The highest-income earners are paying their fair share of tax, according to new research.
The study, done for tax consultancy OliverShaw, has concluded the rich in New Zealand paid most of the tax collected, and the higher their income the more they paid; while the least well-paid often effectively ended up paying less because of the various tax credits and other payments they received.
The firm's principal, former deputy IRD commissioner Robin Oliver, said the report answered the question whether the highest earners paid tax at the same or higher rate as middle-income earners.
"This research shows clearly that, whether you consider taxable income or other measures, such as economic income, the answer is yes, they do.
"The key conclusion of the report is: average effective tax rates increase as the net real economic incomes of households increase."
Oliver said the tax system and the effective rates people paid were a reflection of the political and social choices made by governments to achieve redistribution of wealth, social support for lower income groups through such schemes as Working for Families, as well as funding of government activities.
He said a key issue was how to define income, whether it should include KiwiSaver earnings, government assistance, the rise in values of property and other factors.
But he noted the highest income earners were often in a better position to minimise their tax through investment in tax-friendly assets.
"Those who earn most also have most discretion about how they earn. Wealthier individuals generally derive a greater share of their income from sources other than wages and are encouraged to take advantage of the different tax rates payable on income from companies, trusts, property and PIEs (portfolio investment entity).

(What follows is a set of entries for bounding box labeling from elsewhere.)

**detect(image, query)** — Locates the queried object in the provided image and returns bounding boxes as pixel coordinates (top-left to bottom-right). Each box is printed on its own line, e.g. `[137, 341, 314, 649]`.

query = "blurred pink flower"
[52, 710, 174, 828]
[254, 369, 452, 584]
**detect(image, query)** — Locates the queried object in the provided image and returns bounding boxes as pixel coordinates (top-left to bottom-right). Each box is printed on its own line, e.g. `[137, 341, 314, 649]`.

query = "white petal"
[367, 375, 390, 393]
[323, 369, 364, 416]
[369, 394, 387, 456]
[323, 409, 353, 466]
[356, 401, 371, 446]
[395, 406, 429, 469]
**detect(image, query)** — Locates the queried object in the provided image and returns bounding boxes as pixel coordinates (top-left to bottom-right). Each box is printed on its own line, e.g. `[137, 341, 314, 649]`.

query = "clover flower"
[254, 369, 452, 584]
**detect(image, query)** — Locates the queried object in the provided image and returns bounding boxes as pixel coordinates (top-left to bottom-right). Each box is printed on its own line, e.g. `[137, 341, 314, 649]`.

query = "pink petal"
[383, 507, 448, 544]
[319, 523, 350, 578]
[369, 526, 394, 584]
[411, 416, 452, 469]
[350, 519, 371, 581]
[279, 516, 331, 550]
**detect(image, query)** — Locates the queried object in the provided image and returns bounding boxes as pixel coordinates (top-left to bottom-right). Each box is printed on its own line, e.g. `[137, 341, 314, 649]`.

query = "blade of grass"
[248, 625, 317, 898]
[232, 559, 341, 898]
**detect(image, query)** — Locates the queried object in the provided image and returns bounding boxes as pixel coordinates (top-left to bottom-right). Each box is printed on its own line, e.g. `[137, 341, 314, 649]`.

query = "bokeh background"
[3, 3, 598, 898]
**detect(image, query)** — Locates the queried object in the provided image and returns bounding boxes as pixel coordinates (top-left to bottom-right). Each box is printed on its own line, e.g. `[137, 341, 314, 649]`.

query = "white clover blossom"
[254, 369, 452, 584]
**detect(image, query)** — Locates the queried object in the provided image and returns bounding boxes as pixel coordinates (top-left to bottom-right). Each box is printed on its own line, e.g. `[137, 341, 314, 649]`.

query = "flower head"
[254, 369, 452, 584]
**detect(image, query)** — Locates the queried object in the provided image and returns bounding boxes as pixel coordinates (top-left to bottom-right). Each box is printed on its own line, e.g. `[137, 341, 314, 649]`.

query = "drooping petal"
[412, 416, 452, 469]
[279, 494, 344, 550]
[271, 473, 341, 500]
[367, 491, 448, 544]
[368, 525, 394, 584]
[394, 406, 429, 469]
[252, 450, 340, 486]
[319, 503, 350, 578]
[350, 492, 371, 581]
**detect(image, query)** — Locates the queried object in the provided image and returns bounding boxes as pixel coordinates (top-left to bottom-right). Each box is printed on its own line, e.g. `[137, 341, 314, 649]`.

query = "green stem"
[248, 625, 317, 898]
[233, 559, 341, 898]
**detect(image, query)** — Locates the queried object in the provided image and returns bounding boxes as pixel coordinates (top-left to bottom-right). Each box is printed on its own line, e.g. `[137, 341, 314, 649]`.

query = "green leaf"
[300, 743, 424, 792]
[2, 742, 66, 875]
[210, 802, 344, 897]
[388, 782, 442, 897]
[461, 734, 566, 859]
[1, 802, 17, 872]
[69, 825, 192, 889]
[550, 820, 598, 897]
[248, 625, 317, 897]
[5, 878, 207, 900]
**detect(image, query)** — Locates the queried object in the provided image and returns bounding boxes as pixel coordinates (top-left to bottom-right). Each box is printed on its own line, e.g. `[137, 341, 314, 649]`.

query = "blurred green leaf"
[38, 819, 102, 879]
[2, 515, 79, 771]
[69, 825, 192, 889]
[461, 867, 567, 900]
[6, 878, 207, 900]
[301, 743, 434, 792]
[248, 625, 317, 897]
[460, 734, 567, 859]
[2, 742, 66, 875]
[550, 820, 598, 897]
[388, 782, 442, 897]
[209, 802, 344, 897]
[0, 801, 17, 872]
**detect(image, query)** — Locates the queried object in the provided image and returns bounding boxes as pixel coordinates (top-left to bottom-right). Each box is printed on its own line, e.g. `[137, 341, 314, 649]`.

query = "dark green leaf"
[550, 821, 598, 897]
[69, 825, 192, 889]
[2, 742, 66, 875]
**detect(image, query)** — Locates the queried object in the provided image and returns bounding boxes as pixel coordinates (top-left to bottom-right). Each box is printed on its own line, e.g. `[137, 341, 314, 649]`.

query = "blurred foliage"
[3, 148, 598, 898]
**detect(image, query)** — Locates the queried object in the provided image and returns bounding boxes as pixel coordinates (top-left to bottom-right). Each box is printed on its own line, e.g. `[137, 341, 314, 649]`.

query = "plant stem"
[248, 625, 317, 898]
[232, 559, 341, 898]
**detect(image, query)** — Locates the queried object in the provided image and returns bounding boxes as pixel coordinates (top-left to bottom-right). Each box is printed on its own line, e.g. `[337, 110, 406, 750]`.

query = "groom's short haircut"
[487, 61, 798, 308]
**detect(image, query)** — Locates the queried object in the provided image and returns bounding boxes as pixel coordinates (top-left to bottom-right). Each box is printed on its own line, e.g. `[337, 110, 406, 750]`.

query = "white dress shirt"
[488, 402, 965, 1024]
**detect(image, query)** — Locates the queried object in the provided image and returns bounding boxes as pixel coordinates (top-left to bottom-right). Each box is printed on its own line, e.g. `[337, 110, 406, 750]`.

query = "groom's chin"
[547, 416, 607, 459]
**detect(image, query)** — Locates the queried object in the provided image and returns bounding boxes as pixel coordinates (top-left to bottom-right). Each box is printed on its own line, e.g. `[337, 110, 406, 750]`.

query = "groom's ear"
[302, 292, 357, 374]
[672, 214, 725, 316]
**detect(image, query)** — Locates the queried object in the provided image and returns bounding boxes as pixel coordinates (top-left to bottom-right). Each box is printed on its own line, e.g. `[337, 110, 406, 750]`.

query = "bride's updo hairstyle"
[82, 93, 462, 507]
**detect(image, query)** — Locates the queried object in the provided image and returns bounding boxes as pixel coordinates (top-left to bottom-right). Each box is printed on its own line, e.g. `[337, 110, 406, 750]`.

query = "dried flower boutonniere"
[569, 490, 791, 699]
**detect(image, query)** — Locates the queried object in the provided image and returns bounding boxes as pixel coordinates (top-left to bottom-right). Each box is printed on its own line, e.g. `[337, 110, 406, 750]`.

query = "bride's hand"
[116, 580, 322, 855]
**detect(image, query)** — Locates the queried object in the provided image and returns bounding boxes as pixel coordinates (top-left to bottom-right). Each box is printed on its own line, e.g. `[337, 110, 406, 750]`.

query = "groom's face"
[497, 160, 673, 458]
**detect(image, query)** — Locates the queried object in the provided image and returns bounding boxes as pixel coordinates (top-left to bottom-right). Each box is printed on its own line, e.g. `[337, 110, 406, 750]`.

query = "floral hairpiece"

"Thus, increasing the top marginal income tax rate will likely have only a modest effect on their effective tax rate."
On the numbers
The report used OECD tax criteria and took account of Working for Families and other tax credits, and was based only on income, corporate and investment taxes, but not GST.
It showed the top two tax brackets for those earning between $70,000 and $180,000 a year and those earning above $180,000 made up 21.2 percent of taxpayers and paid 68.5 percent of income tax in the 2021 tax year. Those earning $180,000 to $300,000 constituted less than 2 percent of taxpayers, but paid 9.3 percent of income tax.
The report assessed that people with annual taxable income of $70,001 to $180,000 paid an average rate of tax of 23.9 percent; those on $180,001 to $300,000 paid 28.9 percent; and those on more than $300,000 paid 31.7 percent.
But taking into account various tax credits to find an average effective tax rate, the lowest taxed were retired, home-owning, high-income earners, while those paying the highest average effective tax rate were single, unemployed people in rented accommodation.
However, Oliver said all things considered the tax system was reasonably fair and equitable.
"You need a tax system which is relatively simple, rules that people understand, rules that people think are generally fair, what we've got is actually not too bad, but it's getting very, very strained at the edges.
"But real government expenditure is now becoming too high basically for the system to work."